Considérée comme l’une des plus belles plages de la méditerranée, Ras El Ma (alias Cap de l’eau ou Cabo aqua), province de Nador, pâtit du désordre à cause de la mauvaise gestion et l’anarchie qui y règne. Tout est à vendre sur cette plage même l’eau de mer est utilisée par les vendeurs ambulants pour faire bouillir leur maïs. La plage est squattée par des parasols, tables et chaises à louer, sans aucun alignement qui respecte les normes.

La vingtaine de maîtres nageurs, chargée de protéger les baigneurs, siffle à tous vents pour empêcher les jeunes de nager loin du bord. Pourtant Ras El Ma est constituée de deux ponts naturels qui facilitent la natation même pour les novices. Toute tentative de s’informer sur le nombre d’interventions de ces maîtres nageurs est vouée à l’échec. Il faut s’adresser à leur chef qui est souvent à Nador (à 60 km) et qui ne répond pas au téléphone.

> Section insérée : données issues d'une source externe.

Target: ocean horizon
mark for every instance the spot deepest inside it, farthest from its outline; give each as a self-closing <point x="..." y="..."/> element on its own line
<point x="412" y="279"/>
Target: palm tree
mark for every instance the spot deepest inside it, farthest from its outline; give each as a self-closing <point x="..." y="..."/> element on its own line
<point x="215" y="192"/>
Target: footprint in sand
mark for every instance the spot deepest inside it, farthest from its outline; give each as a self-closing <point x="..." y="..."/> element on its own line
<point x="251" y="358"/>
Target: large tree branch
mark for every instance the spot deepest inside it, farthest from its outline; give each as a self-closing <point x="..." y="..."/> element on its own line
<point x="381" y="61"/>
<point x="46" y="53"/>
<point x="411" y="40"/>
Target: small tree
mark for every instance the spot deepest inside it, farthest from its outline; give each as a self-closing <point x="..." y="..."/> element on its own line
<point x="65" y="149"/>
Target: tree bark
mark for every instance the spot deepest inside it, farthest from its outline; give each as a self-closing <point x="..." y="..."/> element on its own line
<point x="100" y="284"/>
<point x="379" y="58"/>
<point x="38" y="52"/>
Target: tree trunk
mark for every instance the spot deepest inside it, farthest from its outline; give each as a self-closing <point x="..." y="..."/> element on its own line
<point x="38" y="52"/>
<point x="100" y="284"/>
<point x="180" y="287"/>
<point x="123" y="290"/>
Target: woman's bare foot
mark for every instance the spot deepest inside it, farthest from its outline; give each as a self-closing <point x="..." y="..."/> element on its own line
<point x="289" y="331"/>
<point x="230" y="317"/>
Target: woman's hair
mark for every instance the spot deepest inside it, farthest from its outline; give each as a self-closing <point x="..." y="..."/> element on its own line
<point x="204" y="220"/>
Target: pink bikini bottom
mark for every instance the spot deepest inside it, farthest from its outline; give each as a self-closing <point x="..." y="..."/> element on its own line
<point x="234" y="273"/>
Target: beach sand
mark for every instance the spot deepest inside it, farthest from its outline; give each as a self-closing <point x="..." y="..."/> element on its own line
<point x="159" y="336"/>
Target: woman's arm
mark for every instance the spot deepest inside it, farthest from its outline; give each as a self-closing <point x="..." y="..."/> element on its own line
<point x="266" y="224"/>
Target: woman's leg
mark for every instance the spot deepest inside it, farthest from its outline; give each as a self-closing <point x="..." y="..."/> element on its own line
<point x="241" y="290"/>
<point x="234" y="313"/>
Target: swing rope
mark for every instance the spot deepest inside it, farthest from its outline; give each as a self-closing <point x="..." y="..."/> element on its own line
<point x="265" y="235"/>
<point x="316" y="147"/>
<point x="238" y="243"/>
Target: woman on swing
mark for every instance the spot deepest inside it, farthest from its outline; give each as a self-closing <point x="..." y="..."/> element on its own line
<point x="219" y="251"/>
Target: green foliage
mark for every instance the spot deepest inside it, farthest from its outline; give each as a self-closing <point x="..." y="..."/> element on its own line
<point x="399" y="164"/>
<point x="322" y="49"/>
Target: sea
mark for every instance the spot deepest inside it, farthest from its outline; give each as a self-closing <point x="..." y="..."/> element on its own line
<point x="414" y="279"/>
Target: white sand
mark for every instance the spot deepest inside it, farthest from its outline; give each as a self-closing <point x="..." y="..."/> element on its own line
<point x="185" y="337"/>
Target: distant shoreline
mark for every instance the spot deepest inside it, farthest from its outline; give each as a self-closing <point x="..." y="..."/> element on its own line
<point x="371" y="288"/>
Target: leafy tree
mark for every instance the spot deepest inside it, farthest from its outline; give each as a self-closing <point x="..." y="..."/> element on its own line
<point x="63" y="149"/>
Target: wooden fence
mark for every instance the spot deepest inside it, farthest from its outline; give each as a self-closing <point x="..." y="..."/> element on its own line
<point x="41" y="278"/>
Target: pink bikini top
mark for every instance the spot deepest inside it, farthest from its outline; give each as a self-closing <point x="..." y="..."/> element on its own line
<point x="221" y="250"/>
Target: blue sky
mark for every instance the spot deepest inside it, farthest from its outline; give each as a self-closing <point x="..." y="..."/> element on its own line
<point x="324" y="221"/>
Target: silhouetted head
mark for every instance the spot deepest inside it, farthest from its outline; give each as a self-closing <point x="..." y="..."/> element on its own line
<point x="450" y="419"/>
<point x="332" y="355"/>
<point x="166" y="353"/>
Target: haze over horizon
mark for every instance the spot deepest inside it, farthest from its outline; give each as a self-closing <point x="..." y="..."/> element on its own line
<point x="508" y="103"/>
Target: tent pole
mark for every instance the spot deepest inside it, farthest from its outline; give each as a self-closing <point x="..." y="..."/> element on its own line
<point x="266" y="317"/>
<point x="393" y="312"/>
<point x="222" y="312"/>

L’utilisation abusive des jet-ski dérange les baigneurs et risque de provoquer des accidents. La promenade au bord de la mer est impossible, vu que les estivants occupent terre et eau. «Au fur et à mesure que l’on s’approche de la digue qui sépare la plage du port, l’endroit le plus sécurisé, on ne peut longer le bord de la mer car les loueurs de parasols et tables exploitent tout le rivage», regrette Ahmed Boudhane, un MRE qui trouve la plage envoûtante mais désordonnée.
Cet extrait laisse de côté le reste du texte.